与野のミナリナイベントに行ってきました。

そのとき、ある方からミナの宝を見せてもらいました。

こんなに貴重なものをわざわざ持ってきてくださって、感謝感謝です。

おかげで、第一希望の会社から内定をいただきました。

ミナの宝は噂どおり、すごい効果でした。


新居浜のイベント会場で、噂の「ミナの宝」に触らせていただきました。

翌日くらいから、母の持病の腰痛が治って驚きです。

ミナさんの奇蹟の力かもしれません。


最近上司に怒られてばかりで、この春も昇進できなくて落ち込んでいたのですが、あの方からミナの宝を見せていただいて気持ちが楽になりました。

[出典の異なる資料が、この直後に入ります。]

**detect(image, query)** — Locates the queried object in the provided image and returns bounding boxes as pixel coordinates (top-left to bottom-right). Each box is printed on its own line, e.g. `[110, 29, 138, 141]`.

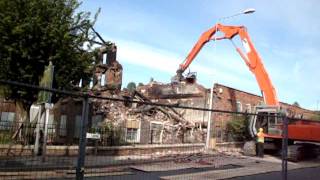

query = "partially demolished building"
[0, 43, 315, 145]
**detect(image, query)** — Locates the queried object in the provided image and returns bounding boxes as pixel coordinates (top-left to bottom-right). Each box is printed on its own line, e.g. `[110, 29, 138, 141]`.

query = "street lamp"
[218, 8, 256, 21]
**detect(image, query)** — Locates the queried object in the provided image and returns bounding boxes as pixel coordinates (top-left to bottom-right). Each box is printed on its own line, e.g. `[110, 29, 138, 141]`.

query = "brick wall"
[212, 84, 315, 142]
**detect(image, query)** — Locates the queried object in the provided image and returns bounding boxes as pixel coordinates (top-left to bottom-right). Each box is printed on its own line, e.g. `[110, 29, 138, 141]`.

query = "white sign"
[87, 133, 101, 139]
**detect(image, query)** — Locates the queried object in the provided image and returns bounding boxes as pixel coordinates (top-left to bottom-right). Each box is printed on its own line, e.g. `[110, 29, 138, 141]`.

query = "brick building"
[212, 84, 316, 141]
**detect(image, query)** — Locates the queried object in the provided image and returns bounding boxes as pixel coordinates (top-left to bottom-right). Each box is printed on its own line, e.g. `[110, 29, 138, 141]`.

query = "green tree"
[127, 82, 137, 92]
[0, 0, 97, 112]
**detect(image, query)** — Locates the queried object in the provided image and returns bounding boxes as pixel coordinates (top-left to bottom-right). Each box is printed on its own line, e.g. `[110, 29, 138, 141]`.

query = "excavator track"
[288, 143, 320, 162]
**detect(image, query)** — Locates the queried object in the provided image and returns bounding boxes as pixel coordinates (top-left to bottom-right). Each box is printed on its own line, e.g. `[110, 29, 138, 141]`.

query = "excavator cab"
[249, 105, 283, 137]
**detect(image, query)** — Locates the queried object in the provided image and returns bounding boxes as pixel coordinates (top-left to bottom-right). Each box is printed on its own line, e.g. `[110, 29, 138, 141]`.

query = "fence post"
[76, 96, 89, 180]
[281, 114, 288, 180]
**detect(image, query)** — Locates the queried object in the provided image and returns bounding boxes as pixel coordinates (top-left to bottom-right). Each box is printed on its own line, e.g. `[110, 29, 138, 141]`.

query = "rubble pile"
[93, 80, 206, 144]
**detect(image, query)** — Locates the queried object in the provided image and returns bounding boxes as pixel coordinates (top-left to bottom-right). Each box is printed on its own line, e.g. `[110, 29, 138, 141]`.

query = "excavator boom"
[177, 24, 279, 106]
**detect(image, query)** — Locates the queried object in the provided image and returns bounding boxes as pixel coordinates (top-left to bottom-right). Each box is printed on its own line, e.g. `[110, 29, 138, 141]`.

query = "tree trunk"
[12, 101, 33, 144]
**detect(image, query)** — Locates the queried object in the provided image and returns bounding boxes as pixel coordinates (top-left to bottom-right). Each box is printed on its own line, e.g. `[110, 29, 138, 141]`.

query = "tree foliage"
[0, 0, 96, 107]
[127, 82, 137, 92]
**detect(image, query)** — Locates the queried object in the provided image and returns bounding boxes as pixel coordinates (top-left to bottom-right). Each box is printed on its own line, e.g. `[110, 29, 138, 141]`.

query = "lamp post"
[218, 8, 256, 22]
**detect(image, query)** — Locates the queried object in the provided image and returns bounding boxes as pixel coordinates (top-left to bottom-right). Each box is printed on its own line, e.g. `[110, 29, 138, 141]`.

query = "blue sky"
[81, 0, 320, 109]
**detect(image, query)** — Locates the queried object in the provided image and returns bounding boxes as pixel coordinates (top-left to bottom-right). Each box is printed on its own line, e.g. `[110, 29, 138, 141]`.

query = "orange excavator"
[172, 24, 320, 160]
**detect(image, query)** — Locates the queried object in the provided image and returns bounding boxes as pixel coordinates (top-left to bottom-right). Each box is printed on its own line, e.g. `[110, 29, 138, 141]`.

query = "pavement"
[0, 153, 320, 180]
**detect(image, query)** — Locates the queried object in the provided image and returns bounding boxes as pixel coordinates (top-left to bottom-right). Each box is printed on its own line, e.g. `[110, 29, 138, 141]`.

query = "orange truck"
[172, 24, 320, 160]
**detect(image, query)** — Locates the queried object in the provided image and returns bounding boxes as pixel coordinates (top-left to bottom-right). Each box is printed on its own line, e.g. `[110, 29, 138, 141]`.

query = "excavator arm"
[177, 24, 279, 106]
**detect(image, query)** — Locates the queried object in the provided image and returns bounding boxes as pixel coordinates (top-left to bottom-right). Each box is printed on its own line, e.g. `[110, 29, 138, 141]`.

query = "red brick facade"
[212, 84, 315, 141]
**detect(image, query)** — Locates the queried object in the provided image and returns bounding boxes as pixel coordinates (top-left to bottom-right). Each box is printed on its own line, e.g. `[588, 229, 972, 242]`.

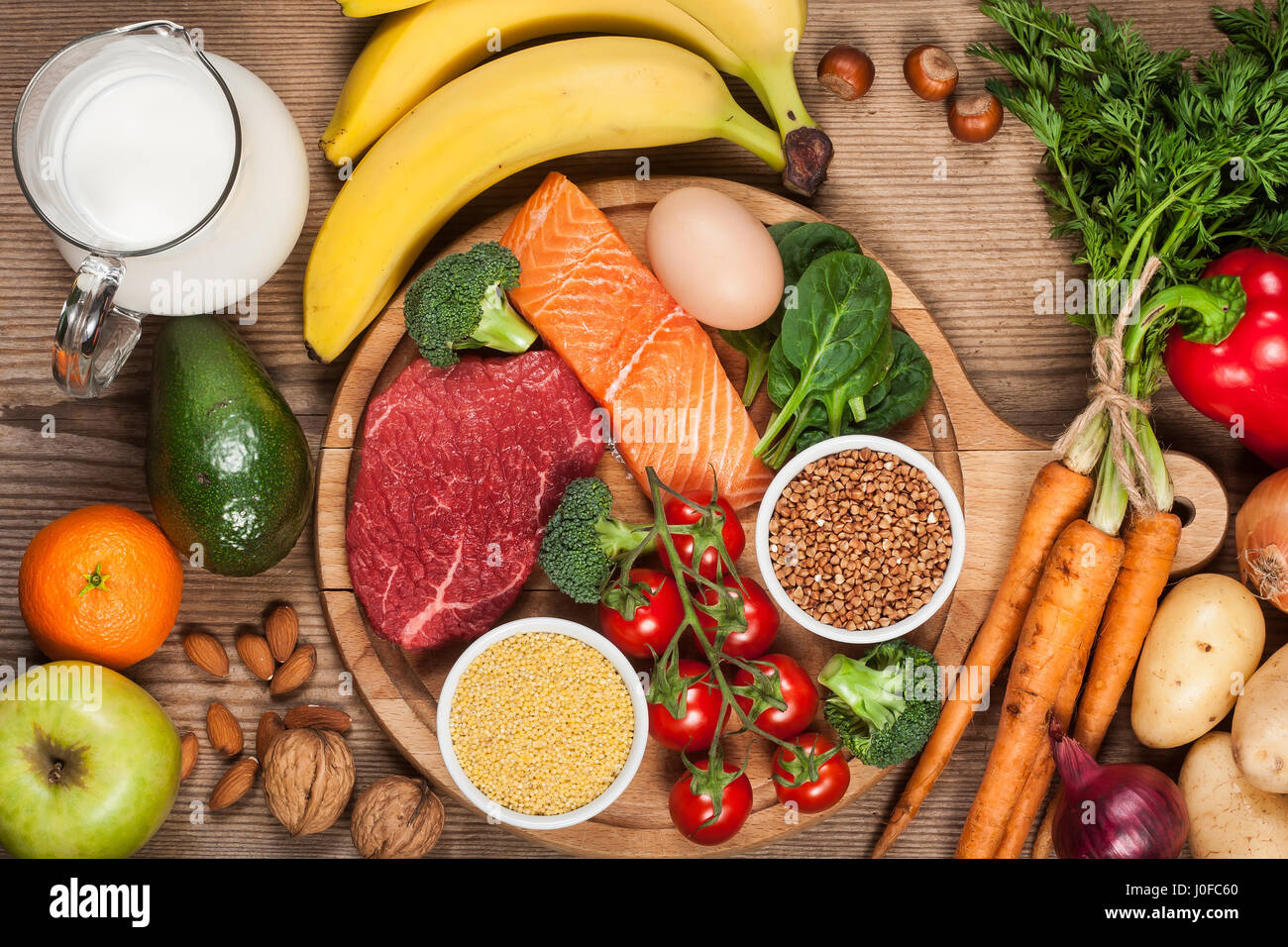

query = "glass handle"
[54, 257, 142, 398]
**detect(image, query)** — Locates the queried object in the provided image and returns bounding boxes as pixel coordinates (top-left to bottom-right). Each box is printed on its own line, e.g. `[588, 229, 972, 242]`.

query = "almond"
[210, 756, 259, 809]
[286, 703, 353, 733]
[265, 605, 300, 661]
[268, 644, 318, 697]
[237, 633, 277, 681]
[255, 710, 286, 759]
[183, 631, 228, 678]
[206, 701, 246, 756]
[179, 730, 201, 783]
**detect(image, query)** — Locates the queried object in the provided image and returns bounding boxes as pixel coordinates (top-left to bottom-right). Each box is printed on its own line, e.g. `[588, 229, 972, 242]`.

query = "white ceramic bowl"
[756, 434, 966, 644]
[438, 617, 648, 828]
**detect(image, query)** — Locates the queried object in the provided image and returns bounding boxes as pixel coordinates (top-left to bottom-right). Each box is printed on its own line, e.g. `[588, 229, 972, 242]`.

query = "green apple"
[0, 661, 179, 858]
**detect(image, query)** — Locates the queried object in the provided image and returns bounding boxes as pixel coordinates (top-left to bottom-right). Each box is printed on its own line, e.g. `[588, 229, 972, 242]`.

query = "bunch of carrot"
[873, 462, 1181, 858]
[875, 0, 1288, 857]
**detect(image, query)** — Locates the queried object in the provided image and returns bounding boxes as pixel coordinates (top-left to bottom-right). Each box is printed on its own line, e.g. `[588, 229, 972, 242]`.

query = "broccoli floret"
[818, 640, 943, 770]
[403, 243, 537, 368]
[537, 476, 649, 604]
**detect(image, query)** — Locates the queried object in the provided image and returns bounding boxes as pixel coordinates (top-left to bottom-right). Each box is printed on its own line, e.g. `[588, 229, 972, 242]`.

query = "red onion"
[1050, 719, 1190, 858]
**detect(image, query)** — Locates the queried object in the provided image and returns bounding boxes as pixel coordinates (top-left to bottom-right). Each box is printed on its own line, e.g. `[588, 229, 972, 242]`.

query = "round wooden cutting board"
[317, 177, 1229, 857]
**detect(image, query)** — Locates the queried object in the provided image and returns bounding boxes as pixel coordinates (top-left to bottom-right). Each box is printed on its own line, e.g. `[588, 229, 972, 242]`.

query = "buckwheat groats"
[769, 450, 953, 631]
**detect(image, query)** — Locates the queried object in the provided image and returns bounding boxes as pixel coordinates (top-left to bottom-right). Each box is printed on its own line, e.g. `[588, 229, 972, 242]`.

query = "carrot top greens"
[969, 0, 1288, 533]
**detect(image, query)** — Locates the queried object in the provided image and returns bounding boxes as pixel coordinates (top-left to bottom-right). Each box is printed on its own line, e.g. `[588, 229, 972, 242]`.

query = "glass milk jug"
[13, 20, 309, 398]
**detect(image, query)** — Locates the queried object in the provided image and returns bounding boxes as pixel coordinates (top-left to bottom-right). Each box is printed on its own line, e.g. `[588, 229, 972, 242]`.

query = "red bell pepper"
[1164, 248, 1288, 468]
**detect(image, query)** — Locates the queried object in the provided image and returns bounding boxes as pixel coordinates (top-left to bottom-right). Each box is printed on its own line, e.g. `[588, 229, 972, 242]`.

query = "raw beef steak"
[345, 352, 604, 648]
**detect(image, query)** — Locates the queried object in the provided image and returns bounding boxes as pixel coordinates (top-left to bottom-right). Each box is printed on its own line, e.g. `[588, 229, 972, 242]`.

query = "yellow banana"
[669, 0, 832, 194]
[336, 0, 429, 17]
[304, 36, 783, 362]
[322, 0, 760, 164]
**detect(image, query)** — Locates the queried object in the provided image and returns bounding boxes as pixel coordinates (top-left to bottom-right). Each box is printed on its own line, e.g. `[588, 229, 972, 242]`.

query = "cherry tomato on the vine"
[774, 733, 850, 811]
[670, 759, 751, 845]
[733, 655, 818, 740]
[648, 659, 733, 753]
[695, 576, 780, 661]
[657, 489, 747, 579]
[599, 569, 684, 657]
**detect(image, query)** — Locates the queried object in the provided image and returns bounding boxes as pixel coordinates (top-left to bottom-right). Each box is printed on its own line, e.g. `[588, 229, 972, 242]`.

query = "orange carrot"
[993, 610, 1096, 858]
[1033, 513, 1181, 858]
[957, 519, 1124, 858]
[872, 462, 1094, 858]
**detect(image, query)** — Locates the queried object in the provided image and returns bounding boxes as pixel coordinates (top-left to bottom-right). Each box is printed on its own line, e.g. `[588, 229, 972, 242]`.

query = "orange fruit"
[18, 504, 183, 672]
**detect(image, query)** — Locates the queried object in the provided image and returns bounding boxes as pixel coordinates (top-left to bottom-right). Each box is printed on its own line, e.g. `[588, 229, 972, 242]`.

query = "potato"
[1231, 646, 1288, 792]
[1130, 575, 1266, 747]
[1180, 733, 1288, 858]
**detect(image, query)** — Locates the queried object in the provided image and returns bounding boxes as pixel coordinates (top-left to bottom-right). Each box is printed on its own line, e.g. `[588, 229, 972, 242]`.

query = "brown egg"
[645, 187, 783, 329]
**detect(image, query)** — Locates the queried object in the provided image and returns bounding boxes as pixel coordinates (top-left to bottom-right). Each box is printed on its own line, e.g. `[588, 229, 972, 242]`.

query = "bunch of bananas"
[304, 0, 832, 362]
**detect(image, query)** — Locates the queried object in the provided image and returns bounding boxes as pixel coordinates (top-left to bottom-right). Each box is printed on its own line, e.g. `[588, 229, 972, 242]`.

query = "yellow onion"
[1234, 468, 1288, 612]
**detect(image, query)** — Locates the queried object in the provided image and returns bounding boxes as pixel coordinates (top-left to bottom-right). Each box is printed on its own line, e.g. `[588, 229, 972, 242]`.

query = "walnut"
[351, 776, 443, 858]
[265, 728, 353, 835]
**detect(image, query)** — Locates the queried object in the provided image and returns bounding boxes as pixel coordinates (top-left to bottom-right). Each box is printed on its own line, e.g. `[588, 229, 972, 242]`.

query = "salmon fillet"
[501, 174, 773, 509]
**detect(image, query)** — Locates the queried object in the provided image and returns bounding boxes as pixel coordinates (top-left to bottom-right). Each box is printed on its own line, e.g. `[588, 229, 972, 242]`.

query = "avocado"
[146, 316, 313, 576]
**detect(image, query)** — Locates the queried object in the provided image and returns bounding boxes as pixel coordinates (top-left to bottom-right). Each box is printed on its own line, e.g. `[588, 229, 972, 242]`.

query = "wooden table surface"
[0, 0, 1285, 857]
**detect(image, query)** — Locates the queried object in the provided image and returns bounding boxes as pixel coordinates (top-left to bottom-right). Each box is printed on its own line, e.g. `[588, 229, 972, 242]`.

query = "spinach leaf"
[720, 220, 862, 407]
[720, 322, 778, 407]
[823, 322, 894, 437]
[846, 330, 934, 434]
[796, 329, 934, 453]
[756, 252, 890, 467]
[777, 222, 863, 287]
[769, 220, 805, 244]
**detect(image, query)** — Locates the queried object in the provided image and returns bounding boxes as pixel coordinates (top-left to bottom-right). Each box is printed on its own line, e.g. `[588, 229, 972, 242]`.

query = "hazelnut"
[903, 46, 957, 102]
[349, 776, 443, 858]
[948, 91, 1002, 145]
[818, 47, 876, 102]
[265, 728, 353, 836]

仕事にも前向きになることができ、上司からも「最近変わったな」とほめられるようになりました。


 他のブログも、ミナリナのイベントで誰かに「ミナの宝」というものを見せてもらって、そのあと幸運な出来事が起こっている話だった。
 “ミナの宝”というのは、パワーストーンのようなものだろうか。持ち主についてはどこにも書かれていなかった。